Abstract
This article reviews recent advances in multi-sensor multi-target tracking based on the random finite set approach. Fusion methods that play a fundamental role in multi-sensor filtering are classified into data-level multi-target measurement fusion and estimation-level multi-target density fusion, which respectively share local measurements and posterior densities among the fused sensors. The important properties of each fusion rule are analyzed, including optimality and suboptimality. Two robust multi-target density averaging methods for different random finite sets are presented: arithmetic average fusion and geometric average fusion. The article concludes by highlighting related research topics and remaining challenges.
Fusion Methods in Multi-Sensor Filtering
Fusion methods form the foundation of multi-sensor filtering. Data-level fusion combines multi-target measurements from different sensors, while estimation-level fusion merges multi-target posterior densities. These two approaches differ in the type of information exchanged and in how they manage uncertainty and correlations among sensor estimates. Key properties of fusion rules, such as optimality conditions and sources of suboptimality, are examined to guide method selection.

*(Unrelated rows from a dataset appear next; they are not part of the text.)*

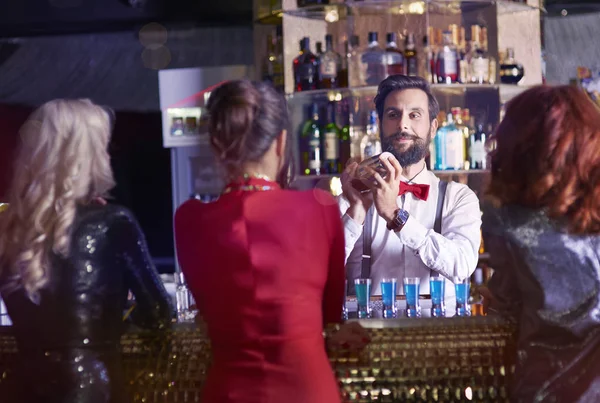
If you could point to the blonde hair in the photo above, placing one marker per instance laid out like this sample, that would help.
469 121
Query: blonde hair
63 161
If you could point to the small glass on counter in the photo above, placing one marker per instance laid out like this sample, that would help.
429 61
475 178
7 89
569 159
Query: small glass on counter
462 297
362 287
437 288
411 291
388 296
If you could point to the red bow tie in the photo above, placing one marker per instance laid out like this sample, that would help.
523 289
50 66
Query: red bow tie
420 191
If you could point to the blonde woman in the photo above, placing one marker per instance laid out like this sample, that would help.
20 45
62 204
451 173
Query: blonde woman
68 259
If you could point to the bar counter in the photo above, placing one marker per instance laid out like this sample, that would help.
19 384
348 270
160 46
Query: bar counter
416 360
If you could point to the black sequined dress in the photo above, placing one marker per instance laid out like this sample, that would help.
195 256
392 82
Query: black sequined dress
68 343
549 281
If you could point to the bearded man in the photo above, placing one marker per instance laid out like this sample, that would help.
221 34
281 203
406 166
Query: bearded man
409 223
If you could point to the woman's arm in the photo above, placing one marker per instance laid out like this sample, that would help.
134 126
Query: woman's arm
154 308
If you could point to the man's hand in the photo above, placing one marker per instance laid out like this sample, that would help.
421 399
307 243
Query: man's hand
385 191
359 202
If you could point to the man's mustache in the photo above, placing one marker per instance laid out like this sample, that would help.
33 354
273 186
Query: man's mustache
401 136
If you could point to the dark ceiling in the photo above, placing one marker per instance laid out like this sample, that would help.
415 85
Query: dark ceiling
49 17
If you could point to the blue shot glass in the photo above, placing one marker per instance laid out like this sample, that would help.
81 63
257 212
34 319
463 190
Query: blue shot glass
411 291
462 297
388 296
362 287
437 288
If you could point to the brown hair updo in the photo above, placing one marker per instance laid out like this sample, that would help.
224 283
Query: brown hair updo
245 118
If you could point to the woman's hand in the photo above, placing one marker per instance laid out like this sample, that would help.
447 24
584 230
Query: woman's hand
351 336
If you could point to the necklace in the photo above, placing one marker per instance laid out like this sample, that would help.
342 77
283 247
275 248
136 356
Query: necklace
242 184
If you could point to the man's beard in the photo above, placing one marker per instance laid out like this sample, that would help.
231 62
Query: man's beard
413 154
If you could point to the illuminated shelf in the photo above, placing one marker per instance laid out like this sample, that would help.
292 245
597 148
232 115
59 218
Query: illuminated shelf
336 12
507 91
446 172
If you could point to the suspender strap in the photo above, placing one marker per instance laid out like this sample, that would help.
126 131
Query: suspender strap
365 271
437 224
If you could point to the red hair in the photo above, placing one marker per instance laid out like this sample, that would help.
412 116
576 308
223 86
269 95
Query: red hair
547 156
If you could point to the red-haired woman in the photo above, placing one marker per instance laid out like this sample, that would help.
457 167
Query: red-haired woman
542 228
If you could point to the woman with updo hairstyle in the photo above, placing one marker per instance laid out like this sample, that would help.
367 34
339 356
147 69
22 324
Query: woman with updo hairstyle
68 260
541 225
264 264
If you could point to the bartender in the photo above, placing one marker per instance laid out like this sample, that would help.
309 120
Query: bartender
410 223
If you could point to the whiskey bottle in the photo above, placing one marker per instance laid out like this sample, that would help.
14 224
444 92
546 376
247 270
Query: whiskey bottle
331 142
329 64
393 55
373 60
310 144
447 61
410 56
305 68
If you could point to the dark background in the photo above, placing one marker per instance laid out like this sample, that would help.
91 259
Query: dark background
91 49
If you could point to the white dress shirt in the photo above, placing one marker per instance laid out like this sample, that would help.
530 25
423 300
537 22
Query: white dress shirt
417 249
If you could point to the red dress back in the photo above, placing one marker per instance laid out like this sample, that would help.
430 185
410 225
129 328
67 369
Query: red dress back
267 271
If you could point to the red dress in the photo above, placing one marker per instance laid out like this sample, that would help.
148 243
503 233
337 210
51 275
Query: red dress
267 271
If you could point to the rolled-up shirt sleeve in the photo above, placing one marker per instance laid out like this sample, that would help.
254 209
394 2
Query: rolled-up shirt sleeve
454 252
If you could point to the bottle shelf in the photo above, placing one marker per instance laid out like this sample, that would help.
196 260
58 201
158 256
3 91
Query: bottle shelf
436 172
507 91
339 11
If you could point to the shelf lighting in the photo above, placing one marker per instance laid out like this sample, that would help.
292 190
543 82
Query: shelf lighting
332 15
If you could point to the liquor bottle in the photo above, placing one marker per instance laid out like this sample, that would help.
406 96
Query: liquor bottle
331 142
467 120
310 144
370 143
373 61
511 72
463 67
426 63
356 69
329 65
393 56
464 129
477 153
449 151
480 63
410 56
305 68
273 64
345 140
343 72
447 61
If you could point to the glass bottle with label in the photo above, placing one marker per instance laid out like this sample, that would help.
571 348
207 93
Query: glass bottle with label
410 56
370 143
373 60
310 144
331 142
393 55
464 129
343 71
305 68
356 69
477 152
447 61
449 151
345 141
273 64
329 65
511 71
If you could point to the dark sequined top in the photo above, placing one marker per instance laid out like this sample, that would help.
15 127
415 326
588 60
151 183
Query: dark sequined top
69 341
549 281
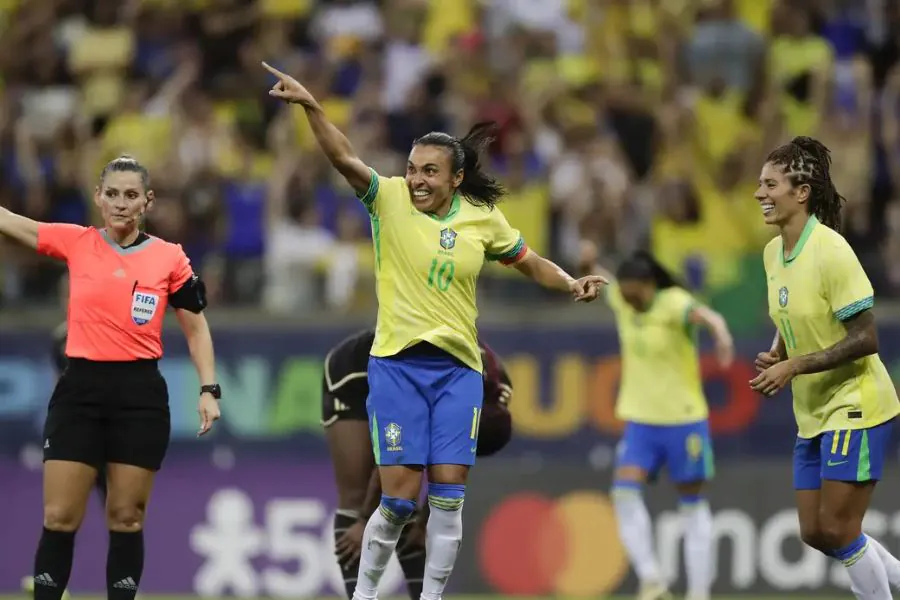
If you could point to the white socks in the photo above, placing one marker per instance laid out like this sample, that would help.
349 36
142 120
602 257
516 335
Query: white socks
866 569
443 537
379 540
891 563
635 531
698 533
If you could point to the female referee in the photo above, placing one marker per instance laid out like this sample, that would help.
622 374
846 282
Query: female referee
110 407
345 388
432 231
827 349
665 412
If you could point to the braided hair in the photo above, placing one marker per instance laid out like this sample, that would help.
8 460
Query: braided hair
127 164
807 161
478 187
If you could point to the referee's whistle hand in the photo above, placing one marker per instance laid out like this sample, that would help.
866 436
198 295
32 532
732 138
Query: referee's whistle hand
209 412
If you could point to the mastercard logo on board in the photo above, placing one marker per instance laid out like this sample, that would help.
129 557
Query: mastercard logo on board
568 546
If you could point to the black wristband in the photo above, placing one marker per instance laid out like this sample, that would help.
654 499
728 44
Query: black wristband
213 389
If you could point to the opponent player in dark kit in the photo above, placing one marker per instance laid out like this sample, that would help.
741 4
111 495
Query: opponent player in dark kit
345 387
109 409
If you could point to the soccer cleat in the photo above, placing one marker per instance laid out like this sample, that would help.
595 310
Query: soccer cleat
654 591
28 587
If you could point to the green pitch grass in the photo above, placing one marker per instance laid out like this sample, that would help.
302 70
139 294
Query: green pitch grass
486 597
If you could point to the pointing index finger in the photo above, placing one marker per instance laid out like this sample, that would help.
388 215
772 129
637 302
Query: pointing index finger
273 70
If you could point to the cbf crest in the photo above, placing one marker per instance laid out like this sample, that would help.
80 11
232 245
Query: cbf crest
143 307
448 238
392 435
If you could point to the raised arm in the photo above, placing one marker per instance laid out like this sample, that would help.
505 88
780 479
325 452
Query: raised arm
334 144
551 276
718 329
18 228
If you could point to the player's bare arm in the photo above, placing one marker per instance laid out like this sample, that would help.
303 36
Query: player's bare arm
588 261
199 339
20 229
550 275
776 354
334 144
861 341
715 323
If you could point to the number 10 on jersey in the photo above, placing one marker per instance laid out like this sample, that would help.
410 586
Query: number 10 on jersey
440 275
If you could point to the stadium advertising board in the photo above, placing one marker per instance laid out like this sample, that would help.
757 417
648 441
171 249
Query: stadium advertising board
257 529
552 531
262 527
565 380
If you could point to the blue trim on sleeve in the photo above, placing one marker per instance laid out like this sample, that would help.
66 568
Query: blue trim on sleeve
368 199
853 309
511 253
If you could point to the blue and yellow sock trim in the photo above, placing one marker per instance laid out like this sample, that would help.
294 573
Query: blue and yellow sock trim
850 554
396 510
446 496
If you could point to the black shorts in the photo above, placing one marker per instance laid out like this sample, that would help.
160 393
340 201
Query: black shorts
346 404
108 412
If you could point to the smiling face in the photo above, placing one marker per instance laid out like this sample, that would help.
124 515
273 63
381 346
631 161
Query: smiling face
431 179
123 200
780 200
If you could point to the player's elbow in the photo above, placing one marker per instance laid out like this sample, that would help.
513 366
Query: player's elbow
871 342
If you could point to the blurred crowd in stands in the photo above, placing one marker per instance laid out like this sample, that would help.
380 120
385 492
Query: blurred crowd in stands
633 123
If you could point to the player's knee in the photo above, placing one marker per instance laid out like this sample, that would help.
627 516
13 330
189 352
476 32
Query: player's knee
811 534
625 489
835 533
448 497
125 517
630 473
62 518
397 510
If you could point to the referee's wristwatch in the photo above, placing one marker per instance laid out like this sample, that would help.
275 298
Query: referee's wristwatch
213 390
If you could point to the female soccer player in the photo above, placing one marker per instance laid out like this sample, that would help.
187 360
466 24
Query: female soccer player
432 232
345 388
662 403
110 407
826 348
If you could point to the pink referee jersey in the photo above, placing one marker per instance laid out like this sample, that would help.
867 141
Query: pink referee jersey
117 296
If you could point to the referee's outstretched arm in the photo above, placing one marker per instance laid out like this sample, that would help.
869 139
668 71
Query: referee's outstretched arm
334 144
19 228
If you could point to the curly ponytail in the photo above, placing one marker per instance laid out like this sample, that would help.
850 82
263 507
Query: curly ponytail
478 187
807 161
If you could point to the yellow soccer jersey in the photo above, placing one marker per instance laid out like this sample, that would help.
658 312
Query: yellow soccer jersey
426 269
810 292
661 383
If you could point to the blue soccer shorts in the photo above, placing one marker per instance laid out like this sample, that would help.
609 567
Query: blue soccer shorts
853 455
424 408
685 450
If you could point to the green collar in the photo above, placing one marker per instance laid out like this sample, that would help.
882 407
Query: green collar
804 235
454 208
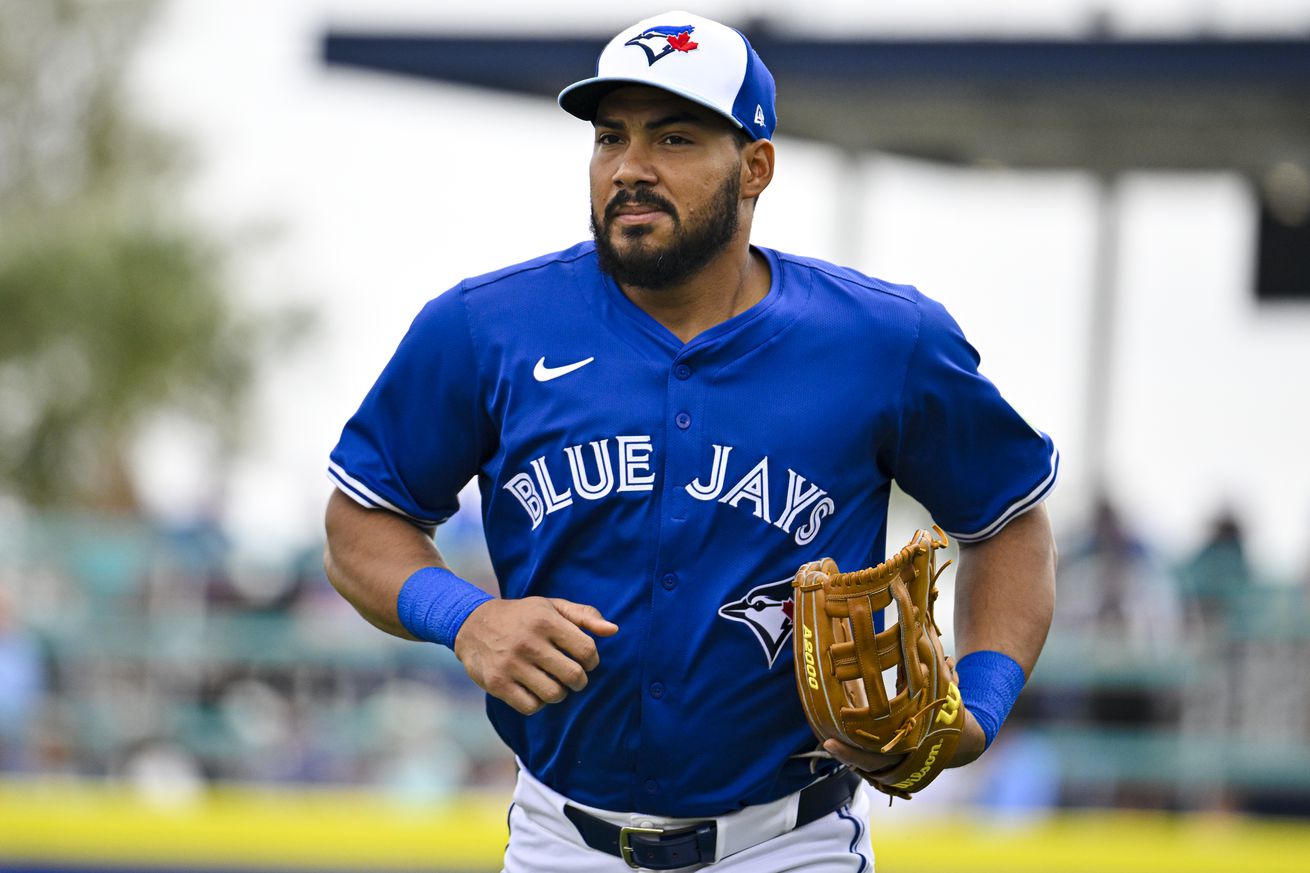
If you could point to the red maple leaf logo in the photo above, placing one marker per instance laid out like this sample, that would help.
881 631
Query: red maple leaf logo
683 42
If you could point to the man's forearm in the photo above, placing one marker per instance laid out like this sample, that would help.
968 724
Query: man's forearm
1005 591
368 557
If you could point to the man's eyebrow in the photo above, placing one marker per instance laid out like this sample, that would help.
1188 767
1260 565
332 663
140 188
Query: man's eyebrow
676 118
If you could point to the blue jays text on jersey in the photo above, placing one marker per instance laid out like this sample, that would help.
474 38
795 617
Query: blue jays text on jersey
677 486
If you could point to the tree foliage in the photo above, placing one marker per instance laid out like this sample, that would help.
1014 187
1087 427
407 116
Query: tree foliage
113 306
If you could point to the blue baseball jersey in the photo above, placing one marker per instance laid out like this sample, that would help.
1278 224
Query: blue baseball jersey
677 488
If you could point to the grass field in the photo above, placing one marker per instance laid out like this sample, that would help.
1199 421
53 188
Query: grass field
74 826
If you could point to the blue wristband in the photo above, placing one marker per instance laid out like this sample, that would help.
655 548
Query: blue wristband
434 603
989 684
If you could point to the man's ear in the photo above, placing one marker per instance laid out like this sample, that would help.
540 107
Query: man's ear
756 168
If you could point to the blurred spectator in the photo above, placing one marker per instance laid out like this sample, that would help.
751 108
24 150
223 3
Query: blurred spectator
1218 576
1112 586
21 686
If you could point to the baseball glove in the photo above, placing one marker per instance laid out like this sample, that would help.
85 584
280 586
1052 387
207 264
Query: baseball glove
840 662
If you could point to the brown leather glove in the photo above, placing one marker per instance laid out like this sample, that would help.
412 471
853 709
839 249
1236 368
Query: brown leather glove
840 662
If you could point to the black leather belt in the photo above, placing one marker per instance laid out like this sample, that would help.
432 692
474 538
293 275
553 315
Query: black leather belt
670 848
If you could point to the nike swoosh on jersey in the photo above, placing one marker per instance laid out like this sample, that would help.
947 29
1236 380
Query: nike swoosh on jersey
541 372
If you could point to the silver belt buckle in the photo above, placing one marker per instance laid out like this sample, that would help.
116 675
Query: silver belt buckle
625 847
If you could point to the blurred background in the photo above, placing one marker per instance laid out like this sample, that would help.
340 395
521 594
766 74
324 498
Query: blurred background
216 220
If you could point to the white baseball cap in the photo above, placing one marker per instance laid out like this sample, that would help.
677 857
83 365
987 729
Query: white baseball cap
696 58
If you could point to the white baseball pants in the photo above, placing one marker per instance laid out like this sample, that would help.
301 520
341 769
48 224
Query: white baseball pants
542 840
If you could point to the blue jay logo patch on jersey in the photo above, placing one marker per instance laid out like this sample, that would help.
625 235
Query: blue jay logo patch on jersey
767 610
666 39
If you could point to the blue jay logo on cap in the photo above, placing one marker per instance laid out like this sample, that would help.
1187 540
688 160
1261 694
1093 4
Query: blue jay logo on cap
667 39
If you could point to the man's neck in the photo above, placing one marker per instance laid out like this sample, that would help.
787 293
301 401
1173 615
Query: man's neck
727 286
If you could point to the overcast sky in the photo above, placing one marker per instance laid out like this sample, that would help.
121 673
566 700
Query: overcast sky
383 192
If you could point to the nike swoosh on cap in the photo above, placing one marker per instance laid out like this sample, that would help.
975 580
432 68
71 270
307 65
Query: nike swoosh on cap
541 372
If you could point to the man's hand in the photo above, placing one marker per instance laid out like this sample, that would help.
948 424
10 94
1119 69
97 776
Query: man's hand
531 652
867 762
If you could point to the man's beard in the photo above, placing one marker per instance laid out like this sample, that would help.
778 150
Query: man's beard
646 266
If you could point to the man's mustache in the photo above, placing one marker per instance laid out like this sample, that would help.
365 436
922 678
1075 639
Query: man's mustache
638 198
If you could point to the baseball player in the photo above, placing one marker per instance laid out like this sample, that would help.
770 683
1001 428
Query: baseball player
664 424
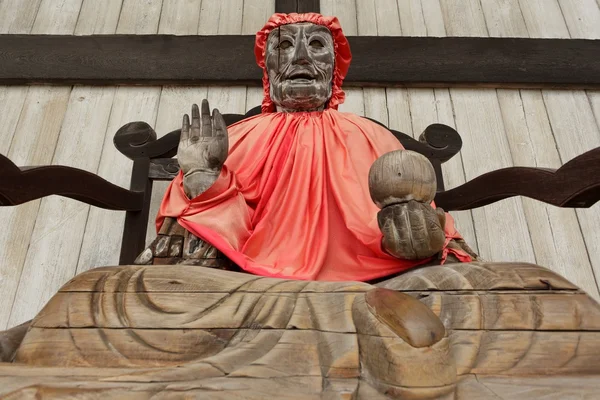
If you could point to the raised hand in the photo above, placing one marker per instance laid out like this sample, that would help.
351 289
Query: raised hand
203 149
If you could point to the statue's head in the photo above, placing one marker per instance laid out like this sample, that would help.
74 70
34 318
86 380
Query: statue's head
299 60
305 58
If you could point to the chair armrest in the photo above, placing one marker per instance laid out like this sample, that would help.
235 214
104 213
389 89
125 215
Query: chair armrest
20 185
574 185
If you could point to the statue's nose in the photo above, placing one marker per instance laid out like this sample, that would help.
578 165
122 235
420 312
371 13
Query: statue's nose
301 53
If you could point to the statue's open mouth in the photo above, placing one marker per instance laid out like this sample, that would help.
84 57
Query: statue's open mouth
301 77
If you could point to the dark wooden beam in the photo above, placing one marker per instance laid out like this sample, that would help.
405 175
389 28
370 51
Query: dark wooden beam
229 60
298 6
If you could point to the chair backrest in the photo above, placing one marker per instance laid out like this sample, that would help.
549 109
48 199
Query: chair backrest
153 161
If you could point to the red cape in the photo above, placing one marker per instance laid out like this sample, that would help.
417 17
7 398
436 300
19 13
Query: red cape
293 201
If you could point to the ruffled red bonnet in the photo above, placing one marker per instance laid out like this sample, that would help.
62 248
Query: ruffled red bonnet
341 48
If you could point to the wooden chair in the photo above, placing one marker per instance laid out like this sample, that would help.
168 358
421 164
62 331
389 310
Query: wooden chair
576 184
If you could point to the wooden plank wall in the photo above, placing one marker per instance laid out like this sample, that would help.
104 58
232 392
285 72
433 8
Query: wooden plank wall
45 243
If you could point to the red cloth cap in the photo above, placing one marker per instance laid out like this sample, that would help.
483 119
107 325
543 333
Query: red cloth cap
343 56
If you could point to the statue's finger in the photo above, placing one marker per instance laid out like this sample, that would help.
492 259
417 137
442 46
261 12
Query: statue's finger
419 228
441 216
185 128
206 120
395 227
220 131
195 127
219 125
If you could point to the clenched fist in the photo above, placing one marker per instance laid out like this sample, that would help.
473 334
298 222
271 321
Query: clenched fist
412 230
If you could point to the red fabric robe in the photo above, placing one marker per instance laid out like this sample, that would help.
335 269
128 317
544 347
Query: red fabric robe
292 200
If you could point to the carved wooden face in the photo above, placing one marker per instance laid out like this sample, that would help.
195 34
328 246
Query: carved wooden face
300 59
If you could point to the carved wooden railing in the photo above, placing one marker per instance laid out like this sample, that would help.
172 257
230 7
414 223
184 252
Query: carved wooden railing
575 184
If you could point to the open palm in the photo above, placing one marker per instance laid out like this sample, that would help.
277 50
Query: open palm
203 145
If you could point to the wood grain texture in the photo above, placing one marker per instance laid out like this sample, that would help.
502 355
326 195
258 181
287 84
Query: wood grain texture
21 186
34 141
56 238
194 327
502 231
129 104
557 239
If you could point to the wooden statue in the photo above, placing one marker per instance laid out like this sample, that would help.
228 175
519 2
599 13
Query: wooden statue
190 321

Density Averaging: Arithmetic and Geometric Approaches
For robust fusion of multi-target densities under different random finite set models, two averaging approaches are commonly used. Arithmetic average fusion provides a straightforward weighted average of densities. Geometric average fusion, often implemented via logarithmic pooling, preserves certain information-theoretic properties and can be more robust to overconfident local estimates. The choice between these methods depends on model assumptions and desired robustness to sensor discrepancies.
Research Topics and Challenges
Ongoing research addresses issues such as handling dependent sensor information, scalable implementations for large sensor networks, and robust fusion under model mismatch or communication constraints. Further work is needed to develop practical algorithms that balance estimation accuracy, computational cost, and resiliency to inconsistent local estimates.